Cross-eyed PhD: Tip 7 Analyzing the Data-Inferential Statistics

posted in: Wealth of learning | 0
“Piled Higher and Deeper” by Jorge Cham,

Automation helps! You possibly saved days of onerous data capture by using my trick with the OMR forms in previous tips!
But – no, you are not obsolete! The real PhD work is in the analysis of data.

When data does not make any sense…we will have to resort to statistics! 


Of course, you do start by making sure that you have the right data – that there is no bias and the data captured is correct and reliable (ref tip 6). However, once you have good data, you have a way to check your hypothesis.


In my research on the purchase intent of the residential solar PV buyer in India, the literature survey indicated different perspectives from different studies.
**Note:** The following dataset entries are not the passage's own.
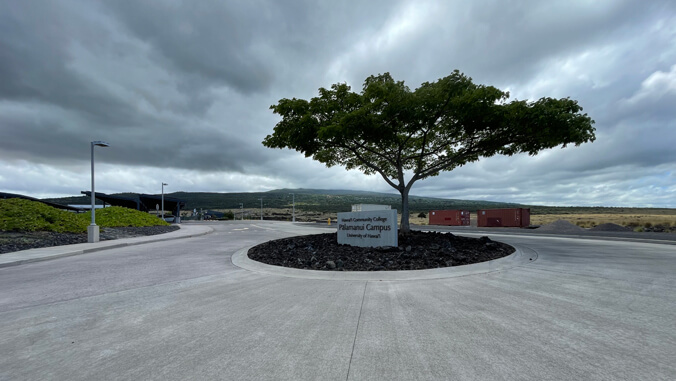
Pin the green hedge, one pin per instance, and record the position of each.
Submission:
(25, 215)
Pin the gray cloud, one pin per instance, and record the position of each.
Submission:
(183, 89)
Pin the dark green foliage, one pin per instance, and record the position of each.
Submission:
(389, 130)
(25, 215)
(117, 216)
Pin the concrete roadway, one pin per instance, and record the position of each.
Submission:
(176, 310)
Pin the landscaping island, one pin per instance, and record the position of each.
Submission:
(416, 251)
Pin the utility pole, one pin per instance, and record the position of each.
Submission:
(163, 184)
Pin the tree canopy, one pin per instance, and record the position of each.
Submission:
(389, 130)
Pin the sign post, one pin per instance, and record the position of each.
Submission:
(368, 229)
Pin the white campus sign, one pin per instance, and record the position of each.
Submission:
(368, 229)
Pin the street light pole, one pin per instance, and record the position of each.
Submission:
(163, 184)
(93, 229)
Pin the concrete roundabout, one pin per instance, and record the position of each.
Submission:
(560, 308)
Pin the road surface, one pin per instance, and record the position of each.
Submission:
(580, 309)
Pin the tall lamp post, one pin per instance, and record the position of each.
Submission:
(163, 184)
(93, 229)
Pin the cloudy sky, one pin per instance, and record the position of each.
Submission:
(181, 90)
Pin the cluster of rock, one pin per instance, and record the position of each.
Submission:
(17, 241)
(416, 251)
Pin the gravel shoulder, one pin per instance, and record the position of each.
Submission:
(16, 241)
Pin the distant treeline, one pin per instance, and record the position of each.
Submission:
(332, 201)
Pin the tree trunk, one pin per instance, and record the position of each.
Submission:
(405, 227)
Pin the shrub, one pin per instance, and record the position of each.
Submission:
(117, 216)
(25, 215)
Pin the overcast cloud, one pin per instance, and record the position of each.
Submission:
(181, 90)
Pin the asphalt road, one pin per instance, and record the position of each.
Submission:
(582, 309)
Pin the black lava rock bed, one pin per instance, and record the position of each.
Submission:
(416, 251)
(15, 241)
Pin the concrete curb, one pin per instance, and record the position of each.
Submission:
(519, 257)
(69, 250)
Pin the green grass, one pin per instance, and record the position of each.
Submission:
(116, 216)
(24, 215)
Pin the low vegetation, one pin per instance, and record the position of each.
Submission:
(24, 215)
(27, 216)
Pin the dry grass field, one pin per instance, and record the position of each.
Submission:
(663, 217)
(591, 220)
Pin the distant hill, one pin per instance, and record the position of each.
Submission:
(328, 200)
(320, 200)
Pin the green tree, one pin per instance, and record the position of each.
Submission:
(406, 136)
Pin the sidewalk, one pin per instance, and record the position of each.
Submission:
(47, 253)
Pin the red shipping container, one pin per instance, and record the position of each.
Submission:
(517, 217)
(449, 217)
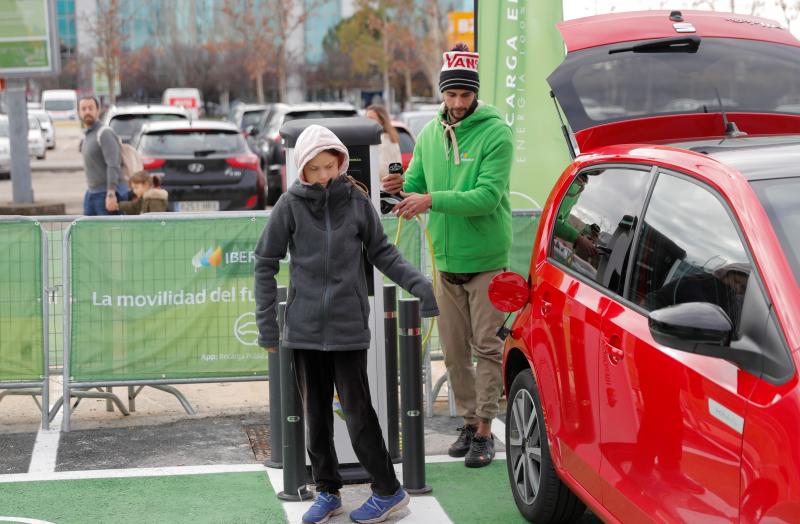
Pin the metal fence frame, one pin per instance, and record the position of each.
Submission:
(33, 387)
(79, 389)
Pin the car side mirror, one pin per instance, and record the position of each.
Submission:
(701, 328)
(509, 292)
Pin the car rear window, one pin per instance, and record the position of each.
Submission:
(129, 125)
(252, 118)
(194, 143)
(779, 198)
(595, 86)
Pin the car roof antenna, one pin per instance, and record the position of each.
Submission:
(731, 130)
(564, 130)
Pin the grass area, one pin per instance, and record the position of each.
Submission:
(474, 495)
(219, 498)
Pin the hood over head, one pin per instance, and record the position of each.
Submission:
(314, 140)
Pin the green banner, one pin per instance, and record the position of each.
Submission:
(21, 313)
(168, 299)
(25, 37)
(519, 47)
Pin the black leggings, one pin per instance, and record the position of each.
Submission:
(317, 373)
One set of researchers maintained that the buyer intent was a function of buyer income – another maintained that it did not! Who was correct? If we asked most of our industry people, they would subscribe that the buyer income was a key determinant of the purchase intent. Surprisingly, once we ran the inferential statistics we found that there was no statistical linkage between the buyer income and his purchase intent!


Moreover, this got coherently substantiated with the statistical model that we tested. Confirmatory factor analysis found that financial self-efficacy was not the key factor driving the purchase intent of the residential rooftop solar buyer!
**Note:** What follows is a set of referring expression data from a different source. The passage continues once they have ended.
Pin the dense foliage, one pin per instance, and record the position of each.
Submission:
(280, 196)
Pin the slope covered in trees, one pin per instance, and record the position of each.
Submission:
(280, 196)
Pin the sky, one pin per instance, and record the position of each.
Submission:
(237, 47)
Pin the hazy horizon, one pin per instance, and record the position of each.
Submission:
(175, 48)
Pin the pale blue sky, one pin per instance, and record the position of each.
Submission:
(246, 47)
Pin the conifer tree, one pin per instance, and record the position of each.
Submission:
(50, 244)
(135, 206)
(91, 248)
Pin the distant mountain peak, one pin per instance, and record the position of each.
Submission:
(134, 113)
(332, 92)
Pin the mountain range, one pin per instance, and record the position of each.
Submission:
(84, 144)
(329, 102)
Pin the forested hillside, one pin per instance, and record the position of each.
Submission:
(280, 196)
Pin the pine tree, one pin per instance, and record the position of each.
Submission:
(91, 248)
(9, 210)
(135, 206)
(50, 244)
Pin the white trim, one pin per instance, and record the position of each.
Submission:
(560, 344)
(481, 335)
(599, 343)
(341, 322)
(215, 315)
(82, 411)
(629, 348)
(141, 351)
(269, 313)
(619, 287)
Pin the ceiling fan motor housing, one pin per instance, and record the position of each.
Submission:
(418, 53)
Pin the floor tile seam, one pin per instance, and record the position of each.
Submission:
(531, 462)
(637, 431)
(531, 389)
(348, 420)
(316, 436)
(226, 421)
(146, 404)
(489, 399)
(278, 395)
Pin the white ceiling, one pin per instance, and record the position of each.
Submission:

It is important to realize that the real-life results show a distribution of data. Sometimes, we form a perception basis an outlier data, other times it is our gut-feel judgment. However, if we have to make sense of data then we really need to understand the statistical fundamentals. Inferential statistics are used to draw inferences about a population from a given sample. How confident are we that the results are statistically valid? We normally look at 95% or higher confidence levels in our research studies with errors +- 5% or less.
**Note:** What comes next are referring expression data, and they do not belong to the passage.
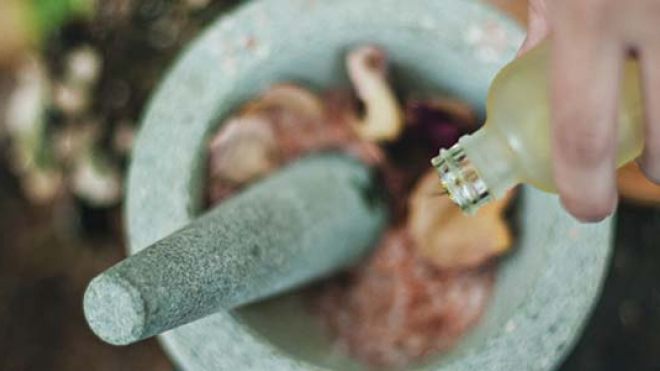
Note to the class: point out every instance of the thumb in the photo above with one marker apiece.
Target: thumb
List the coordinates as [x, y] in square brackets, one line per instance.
[538, 25]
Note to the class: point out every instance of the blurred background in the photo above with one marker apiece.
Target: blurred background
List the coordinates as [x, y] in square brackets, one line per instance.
[74, 79]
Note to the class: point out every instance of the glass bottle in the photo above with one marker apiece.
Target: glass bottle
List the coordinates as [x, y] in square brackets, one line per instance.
[513, 146]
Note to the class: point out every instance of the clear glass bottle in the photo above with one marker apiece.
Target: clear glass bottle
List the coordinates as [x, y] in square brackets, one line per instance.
[514, 144]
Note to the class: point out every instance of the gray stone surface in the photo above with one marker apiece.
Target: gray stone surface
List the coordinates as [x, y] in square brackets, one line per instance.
[545, 288]
[308, 220]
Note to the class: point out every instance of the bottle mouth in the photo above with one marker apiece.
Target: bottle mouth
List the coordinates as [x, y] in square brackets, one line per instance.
[461, 180]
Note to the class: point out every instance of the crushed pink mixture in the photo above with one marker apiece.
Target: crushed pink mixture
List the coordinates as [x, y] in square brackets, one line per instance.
[395, 308]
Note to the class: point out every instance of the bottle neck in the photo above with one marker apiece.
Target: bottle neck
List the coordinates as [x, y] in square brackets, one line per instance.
[479, 168]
Inferential statistics is is subdivided into parametric or non-parametric tests. Parametric tests are applied if the data is interval or ratio data, your sample is randomly drawn from the population and your sample is from a population that is normally distributed. Social Science uses Likert scales for their tests – to some extent this assumes that the granularity of Likert scale simulates an interval scale; P-P / Q-Q plots or distribution parameters like skewness/Kurtosis are used to verify the normality of the data. ( You may find that Likert scale data does fail Shapiro-Wilkes test in SPSS on many occasions)!


Hypothesis testing is one of the main applications of inferential statistics. You start with a hypothesis and test if statistically the sampling data validates it or rejects it. You reject a null hypothesis if significance p<=0.05 otherwise you cannot reject a null hypothesis ( do note that the wording is important – you cannot say ‘accept the null hypothesis’ – the convention among researchers is to say “cannot reject the null hypothesis)!


This is the power of measurement – done properly with appropriate practices and valid, reliable data, it can dispel perceptions and present factual results. As Sir Arthur Conan Doyle says (thru Sherlock Holmes) – after we have eliminated the impossible, whatever remains, however improbable must be the truth!